マスクがオーナーに君臨するXは、内省よりも即時性を、ニュアンスよりも感覚を重視するソーシャルメディアのエコシステムを象徴している。ハマスの攻撃開始から100時間もすると、インターネット上には恣意的な報道、根拠のないうわさ、誤解を招く画像があふれかえった。
正確な報道に努めるメディアは今もたくさんあるし、おそらくその数はかつてなく多い。だがそうしたメディアは、責任感の薄い情報源との競合を余儀なくされている。そして、ユーザーが不正確な情報を見分けるのは多くの場合、簡単ではない。

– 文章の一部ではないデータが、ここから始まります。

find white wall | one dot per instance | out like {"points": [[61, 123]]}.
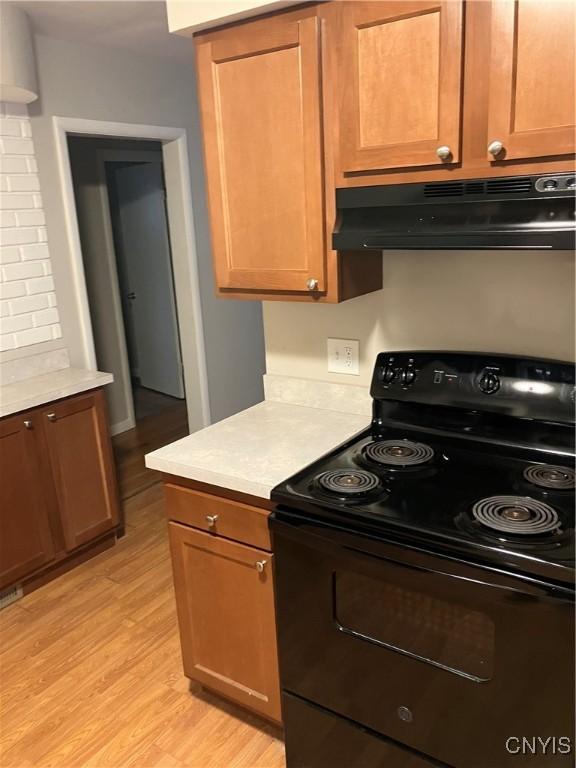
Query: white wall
{"points": [[83, 81], [27, 299], [499, 301], [191, 15]]}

その結果、米政府やイスラエル政府は、戦争に対する国民の支持を維持できそうな、信用に足る「物語」を構築するのが難しくなっている。この問題は今回のイスラエルとハマスの衝突にとどまらず、現在の極端な党派性によって大きく煽られた米国内安全保障に対する将来の脅威においても繰り返されるだろう。
安全でない国境
イスラエルとガザの境界には、高いフェンスとさまざまな侵入検知センサーを備えた非常に高度な警備システムが設置されていると考えられていた。しかし、ハマスの戦闘員はこれを比較的容易に越え、その結果、民間人数百人が死亡し、複数の村が占拠された。米南部の国境はガザの境界よりはるかに長いが、越境行為が起きやすい場所にはフェンスやカメラ付き監視塔など、ガザ境界と同じような警備システムが多数設置されている。それでも、控えめに言って国境は安全ではない。